Un parterre di tutto rispetto per una delle manifestazioni che da sempre affascina e rende affascinante il nostro territorio, coprendo gran parte della regione : Ottaviano, Cimitile, Sant’Anastasia, Pollena Trocchia, Casoria, Somma Vesuviana, Avella, Pomigliano D’Arco, fino al Vesuvio.
Se, spesso, i concerti si fanno all’ombra del gigante famoso in tutto il mondo, da un paio di anni, il Pomigliano Jazz sfida tutto e decide di offrire uno spettacolo alle sue pendici. Musica, panorama e suggestioni. Quest’anno, il tramonto a 1300 metri di altezza è stato accompagnato dalla voce di Maria Pia De Vito con la tromba di Enrico Rava la chitarra di Roberto Taufic.
Da Festival gratuito, ampliandosi l’offerta, ora diventa, per alcuni spettacoli, a pagamento. I prezzi vanno dai 15 ai 25 euro.

C’è chi era più affezionato alla rassegna originaria. Chi come me ricorda cosa diventava Pomigliano, città delle fabbriche, quando ospitava i più grandi artisti internzionali. Crocevia di esperienze e di persone che raggiungevano una cittadina di provincia da ogni dove. Sarà che io a Pomigliano ci abito da sempre e so che per la città era un momento importante. Ma il fatto che ora abbracci un territorio così ampio non dispiace.
Si cresce e ci si allontana da casa. Ma chi se lo hai scritto nel nome.

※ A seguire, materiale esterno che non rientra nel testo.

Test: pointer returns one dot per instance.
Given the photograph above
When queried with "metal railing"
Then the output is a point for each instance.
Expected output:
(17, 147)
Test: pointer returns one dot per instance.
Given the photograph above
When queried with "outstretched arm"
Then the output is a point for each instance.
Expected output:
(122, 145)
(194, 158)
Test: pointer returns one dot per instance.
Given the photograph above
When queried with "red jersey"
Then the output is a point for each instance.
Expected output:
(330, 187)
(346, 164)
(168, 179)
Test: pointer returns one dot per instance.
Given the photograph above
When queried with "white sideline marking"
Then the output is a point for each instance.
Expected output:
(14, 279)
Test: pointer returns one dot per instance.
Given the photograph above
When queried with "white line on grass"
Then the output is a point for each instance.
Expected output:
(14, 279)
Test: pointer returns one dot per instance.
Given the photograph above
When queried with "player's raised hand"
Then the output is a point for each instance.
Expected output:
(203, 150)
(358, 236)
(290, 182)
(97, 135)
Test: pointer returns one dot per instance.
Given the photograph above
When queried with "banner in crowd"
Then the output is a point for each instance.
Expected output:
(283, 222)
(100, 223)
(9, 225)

Il Pomigliano Jazz, da quando ne ho memoria, è sempre stato diverso dalle altre rassegne in giro per la provincia e per la regione. Era importante! Era un evento internazionale. Pomigliano accoglieva persone che provenivano dappertutto. Riconoscibile all’estero, riconosciuto dal 2008 come membro del di I-Jazz che mette insieme i più ambiziosi festival jazz italiani.
Per questo il fatto che ora abbracci un territorio così ampio è da guardare con interesse. E’ un momento di scoperta non solo musicale.

Si fa interagire la proposta musicale con la rivalutazione del territorio. Luoghi,spesso associati a situazioni totalmente diverse, fanno da palcoscenico ad artisti internazionali. Casoria, con il suo “Parco delle Arti” che ospita arte moderna , “Il palazzo rinascimentale” di Avella, che risale all’anno 1000, ” Le Basiliche Paleocristiane e L’acquarium” di Cimitile. Sono solo alcuni dei siti archeologici che fanno da scenografia viva alla rassegna.

Il Jazz riesce a riscattare luoghi che a volte vengono dimenticati. Artisti internazionali accendono i riflettori della loro musica tra scavi romani.
La musica, in questo caso il Jazz, ci fa riapprezzare chi siamo. Ci avvicina alle nostre origini. Ci fa comprendere che la diversità delle storie è fondamentale per comprendere la nostra.
Quale migliore chiusura, allora, quella affidata a Goran Bregovich, che, della commistione di culture, balcaniche e gitane, ne fa, da sempre, la sua bandiera.
Ed allora, inseguiamo il jazz in queste settimane. Ma non ci stanchiamo troppo che, alla fine, bisognerà danzare al grido di “Juris” (all’attacco!).